I have a simple problem: I want to transfer the weights of one model to another, such that only the final layers of the model differ, an MLP for example.
I am loading the pretrained model with `load_state_dict, but it tries to copy ALL the weights of the pretrained model. How do I copy only the weights that I want, or that are existing in the model (aka, same layer name)?
I don’t know why but my previous post disappeared. Therefore, I am posting the solution once again:
def load_weights(self):
pretrained_dict = torch.load('model.torch')

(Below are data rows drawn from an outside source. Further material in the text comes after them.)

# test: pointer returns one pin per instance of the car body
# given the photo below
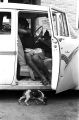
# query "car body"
(65, 49)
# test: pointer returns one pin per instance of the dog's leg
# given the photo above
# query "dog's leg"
(21, 98)
(27, 96)
(26, 100)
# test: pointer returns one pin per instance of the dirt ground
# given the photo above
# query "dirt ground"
(59, 107)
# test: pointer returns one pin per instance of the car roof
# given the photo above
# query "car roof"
(20, 6)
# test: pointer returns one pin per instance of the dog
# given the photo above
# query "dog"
(35, 95)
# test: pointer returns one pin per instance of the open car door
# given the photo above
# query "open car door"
(66, 81)
(7, 47)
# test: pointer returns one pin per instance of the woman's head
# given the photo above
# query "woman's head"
(23, 22)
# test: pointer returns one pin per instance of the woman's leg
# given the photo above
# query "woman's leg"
(35, 68)
(41, 66)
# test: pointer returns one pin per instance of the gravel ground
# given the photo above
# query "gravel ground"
(59, 107)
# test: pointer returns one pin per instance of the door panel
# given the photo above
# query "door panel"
(7, 47)
(6, 68)
(71, 75)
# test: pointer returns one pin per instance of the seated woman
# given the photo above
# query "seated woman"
(31, 59)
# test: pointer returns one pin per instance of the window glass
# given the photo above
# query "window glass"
(60, 24)
(5, 22)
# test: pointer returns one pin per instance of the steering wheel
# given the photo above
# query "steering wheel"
(38, 33)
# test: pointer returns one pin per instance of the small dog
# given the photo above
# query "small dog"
(36, 95)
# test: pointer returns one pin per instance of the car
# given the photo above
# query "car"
(59, 51)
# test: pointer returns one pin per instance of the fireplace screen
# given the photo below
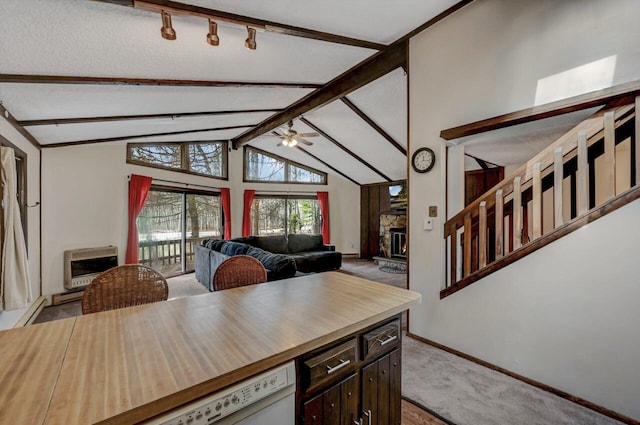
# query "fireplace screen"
(399, 242)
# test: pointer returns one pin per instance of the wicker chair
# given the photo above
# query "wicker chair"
(124, 286)
(239, 270)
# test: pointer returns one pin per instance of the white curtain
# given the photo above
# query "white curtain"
(15, 287)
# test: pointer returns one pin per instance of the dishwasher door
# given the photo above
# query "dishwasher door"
(281, 412)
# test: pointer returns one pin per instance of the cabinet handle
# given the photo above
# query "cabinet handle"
(388, 340)
(342, 364)
(368, 415)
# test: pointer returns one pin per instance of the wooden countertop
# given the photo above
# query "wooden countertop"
(127, 365)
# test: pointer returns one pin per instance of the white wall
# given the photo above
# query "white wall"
(85, 192)
(563, 315)
(7, 319)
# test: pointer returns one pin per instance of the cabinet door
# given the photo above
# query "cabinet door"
(313, 411)
(370, 394)
(331, 406)
(395, 386)
(350, 390)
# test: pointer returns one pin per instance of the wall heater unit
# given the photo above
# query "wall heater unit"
(82, 265)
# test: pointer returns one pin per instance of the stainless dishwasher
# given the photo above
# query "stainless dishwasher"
(265, 399)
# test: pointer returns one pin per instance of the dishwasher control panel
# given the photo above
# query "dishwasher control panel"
(220, 405)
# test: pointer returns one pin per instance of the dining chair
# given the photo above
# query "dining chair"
(239, 270)
(124, 286)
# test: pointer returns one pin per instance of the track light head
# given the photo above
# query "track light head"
(250, 42)
(167, 31)
(212, 37)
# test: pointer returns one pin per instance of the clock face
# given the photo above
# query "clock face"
(423, 160)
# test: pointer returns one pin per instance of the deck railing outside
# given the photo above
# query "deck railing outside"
(575, 175)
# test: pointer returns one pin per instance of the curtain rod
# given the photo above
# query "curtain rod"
(180, 183)
(285, 192)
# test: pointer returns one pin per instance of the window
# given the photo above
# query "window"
(281, 215)
(172, 222)
(260, 166)
(202, 158)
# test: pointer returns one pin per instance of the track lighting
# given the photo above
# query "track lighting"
(212, 37)
(167, 30)
(250, 42)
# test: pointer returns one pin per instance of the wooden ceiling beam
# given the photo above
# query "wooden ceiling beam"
(269, 26)
(141, 136)
(341, 146)
(374, 125)
(560, 107)
(81, 120)
(64, 79)
(327, 165)
(365, 72)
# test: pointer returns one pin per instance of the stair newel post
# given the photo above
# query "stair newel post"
(517, 213)
(582, 194)
(466, 256)
(499, 224)
(482, 235)
(635, 142)
(610, 154)
(558, 178)
(537, 201)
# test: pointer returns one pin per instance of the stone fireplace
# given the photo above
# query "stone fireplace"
(396, 223)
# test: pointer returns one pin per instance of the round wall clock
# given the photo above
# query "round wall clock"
(423, 160)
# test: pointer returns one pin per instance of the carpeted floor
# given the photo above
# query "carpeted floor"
(466, 393)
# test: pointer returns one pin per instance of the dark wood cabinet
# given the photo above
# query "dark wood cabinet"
(361, 383)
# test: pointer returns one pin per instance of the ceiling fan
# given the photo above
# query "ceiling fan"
(290, 138)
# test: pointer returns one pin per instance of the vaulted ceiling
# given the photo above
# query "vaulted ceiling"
(84, 72)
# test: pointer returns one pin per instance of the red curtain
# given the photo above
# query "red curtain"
(226, 211)
(138, 190)
(323, 200)
(249, 194)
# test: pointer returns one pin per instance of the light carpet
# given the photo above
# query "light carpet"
(466, 393)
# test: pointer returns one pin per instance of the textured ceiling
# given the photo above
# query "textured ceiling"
(95, 39)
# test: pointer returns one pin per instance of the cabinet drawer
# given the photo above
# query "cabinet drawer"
(331, 364)
(380, 340)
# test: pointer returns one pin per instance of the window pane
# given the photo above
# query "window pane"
(206, 158)
(264, 168)
(303, 216)
(268, 216)
(160, 232)
(203, 222)
(302, 175)
(162, 155)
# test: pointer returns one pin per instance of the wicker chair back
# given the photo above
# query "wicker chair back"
(239, 270)
(124, 286)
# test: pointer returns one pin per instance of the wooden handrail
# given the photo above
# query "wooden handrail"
(519, 198)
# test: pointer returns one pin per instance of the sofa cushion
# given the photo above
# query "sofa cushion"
(275, 243)
(234, 248)
(280, 264)
(301, 242)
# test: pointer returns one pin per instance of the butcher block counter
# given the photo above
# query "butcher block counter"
(128, 365)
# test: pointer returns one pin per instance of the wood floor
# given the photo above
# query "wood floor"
(413, 415)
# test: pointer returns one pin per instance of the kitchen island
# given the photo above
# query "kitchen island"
(125, 366)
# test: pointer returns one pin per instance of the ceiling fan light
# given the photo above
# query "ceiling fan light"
(167, 31)
(250, 42)
(212, 37)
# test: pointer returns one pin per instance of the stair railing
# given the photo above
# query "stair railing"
(506, 223)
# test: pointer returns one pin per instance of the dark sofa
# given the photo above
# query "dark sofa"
(282, 256)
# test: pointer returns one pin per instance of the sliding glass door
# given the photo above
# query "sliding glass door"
(172, 222)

model_dict = self.state_dict()
# 1. filter out unnecessary keys
pretrained_dict = {k: v for k, v in pretrained_dict.items() if k in model_dict}
# 2. overwrite entries in the existing state dict
model_dict.update(pretrained_dict)
# 3. load the new state dict
self.load_state_dict(model_dict)
# 4. create final layer and initialize it
self.linear = nn.Linear(self.output_size, self.n_classes)
torch.nn.init.xavier_uniform_(self.linear.weight)
self.linear.bias.data.fill_(0.01)
self.cuda() # put model on GPU once again
Hi, I use the above function to transfer training weight from another model. However, once I use model.apply(load_weights), and try to train the model, my weights don’t update. Is there any additional step after this function that should let optimizer update the weights?